Book Review: Riversong by Tess Hardwick

Riversong by Tess Hardwick

Amazon product description:

When Lee Tucker’s husband commits suicide, he leaves her pregnant and one million dollars in debt to a loan shark. Out of options, she escapes to her deceased mother’s dilapidated house located in a small Oregon town that, like her, is financially ruined, heartbroken and in desperate need of a fresh start. Lee’s resilience leads to a plan for a destination restaurant named Riversong, to new chances for passion and love, and to danger from her dead husband’s debt as her business blooms.

Author Tess Hardwick assembles a colorful cast of endearing small-town characters and takes you on a journey that will make you believe in the possibilities of life – even in the face of overwhelming adversity and unimaginable grief. Lee Tucker is the kind of woman you find yourself rooting for long after the last page is read.

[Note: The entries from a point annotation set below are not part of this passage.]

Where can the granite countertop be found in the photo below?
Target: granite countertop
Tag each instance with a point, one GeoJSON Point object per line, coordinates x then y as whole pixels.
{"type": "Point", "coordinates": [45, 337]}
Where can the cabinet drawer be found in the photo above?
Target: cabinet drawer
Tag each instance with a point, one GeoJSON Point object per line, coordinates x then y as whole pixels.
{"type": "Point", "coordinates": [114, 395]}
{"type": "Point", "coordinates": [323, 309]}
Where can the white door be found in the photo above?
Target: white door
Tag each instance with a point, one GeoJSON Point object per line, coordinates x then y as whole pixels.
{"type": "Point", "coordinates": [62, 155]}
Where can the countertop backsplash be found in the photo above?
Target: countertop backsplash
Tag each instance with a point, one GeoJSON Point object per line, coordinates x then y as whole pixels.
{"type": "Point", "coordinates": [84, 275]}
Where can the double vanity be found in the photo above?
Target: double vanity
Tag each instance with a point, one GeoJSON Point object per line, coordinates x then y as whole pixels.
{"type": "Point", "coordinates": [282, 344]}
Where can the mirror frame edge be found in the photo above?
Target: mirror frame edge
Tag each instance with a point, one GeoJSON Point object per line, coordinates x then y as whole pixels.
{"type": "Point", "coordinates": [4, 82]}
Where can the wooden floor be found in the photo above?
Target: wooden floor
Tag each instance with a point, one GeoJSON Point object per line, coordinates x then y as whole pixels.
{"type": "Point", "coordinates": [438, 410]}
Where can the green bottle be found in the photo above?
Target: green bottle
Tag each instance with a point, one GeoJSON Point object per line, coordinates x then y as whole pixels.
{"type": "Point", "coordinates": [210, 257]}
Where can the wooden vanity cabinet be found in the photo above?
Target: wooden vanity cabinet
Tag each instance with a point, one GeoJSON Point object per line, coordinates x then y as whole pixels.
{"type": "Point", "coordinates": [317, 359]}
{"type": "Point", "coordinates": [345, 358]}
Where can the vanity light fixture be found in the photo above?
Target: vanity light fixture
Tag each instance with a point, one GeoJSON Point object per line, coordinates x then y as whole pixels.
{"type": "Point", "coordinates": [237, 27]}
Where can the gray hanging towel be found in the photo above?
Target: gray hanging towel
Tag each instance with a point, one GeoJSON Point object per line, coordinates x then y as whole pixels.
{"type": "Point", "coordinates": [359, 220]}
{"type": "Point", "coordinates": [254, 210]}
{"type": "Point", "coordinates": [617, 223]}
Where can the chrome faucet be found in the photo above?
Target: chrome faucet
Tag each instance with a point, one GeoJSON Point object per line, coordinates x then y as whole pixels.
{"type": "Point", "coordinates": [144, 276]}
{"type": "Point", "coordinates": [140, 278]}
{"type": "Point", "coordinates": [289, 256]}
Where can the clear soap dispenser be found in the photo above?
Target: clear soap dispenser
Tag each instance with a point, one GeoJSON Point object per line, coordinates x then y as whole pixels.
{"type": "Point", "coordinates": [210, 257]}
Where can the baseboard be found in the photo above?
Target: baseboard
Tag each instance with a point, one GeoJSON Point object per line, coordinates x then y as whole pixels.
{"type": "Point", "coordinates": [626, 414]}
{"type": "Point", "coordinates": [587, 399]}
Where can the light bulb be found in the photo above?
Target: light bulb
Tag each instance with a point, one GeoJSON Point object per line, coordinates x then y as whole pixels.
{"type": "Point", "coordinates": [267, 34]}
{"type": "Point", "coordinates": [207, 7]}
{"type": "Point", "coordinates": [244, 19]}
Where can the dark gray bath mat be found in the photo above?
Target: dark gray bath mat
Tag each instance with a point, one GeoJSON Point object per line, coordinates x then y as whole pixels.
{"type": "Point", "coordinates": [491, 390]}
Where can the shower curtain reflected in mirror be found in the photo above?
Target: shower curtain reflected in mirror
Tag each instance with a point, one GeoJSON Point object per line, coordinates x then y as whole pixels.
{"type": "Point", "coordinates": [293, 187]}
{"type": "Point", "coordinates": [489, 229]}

A surprising mix of romance, humor, friendship, intrigue and gourmet food – Riversong entertains while reminding you of life’s greatest gifts.

My review:

I will be totally honest here, I chose to read this book because it came up on the “top 100 free Kindle books” email that I get a couple times a day. I definitely judge a book by its cover, and I downloaded this one because of the old Ford truck on the cover. My favorite kinds of books are historical fiction, especially those set in the Old South. So imagine my surprise to find that this one was set in Seattle and rural parts of Oregon. (No, I didn’t read the description before I started to read.) Despite not being in my ideal location, this book does what every good book with a strong, small-town setting does: the landscape and the location descriptions are so vivid that the setting almost becomes another major character in the novel.

It seems to me that the major storyline in this novel (the romance of Lee & Tommy and her revitalization of Mike’s restaurant) is the best one. I get that the backstory of Lee’s alcoholic mother was necessary for character development, but the one of Lee’s husband committing suicide and the crushing debt he left behind was entirely superfluous, for me anyway. I guess the author had to make the husband’s death sudden and detached from the wife in order for Lee to be “morally free” to be with Tommy, but that still leaves all the loan shark business that was totally unnecessary to the story. I could have done with this just being a you-can’t-go-home-again type story, where her alcoholic mother dies and she just has to go home to clean up and sell the property, and the story could have moved on from there. The limping minion of the loan shark was simply an annoyance in an otherwise great debut novel.

The bottom line:

Yes, I got this book while it was free. It is now $2.99, and would I pay three dollars to read this book? Certainly. Would I have paid more than that? Probably not. This was a quick read and a nice way to spend a couple of days in beautiful, green Oregon without actually going there. Recommended, but only at the current price.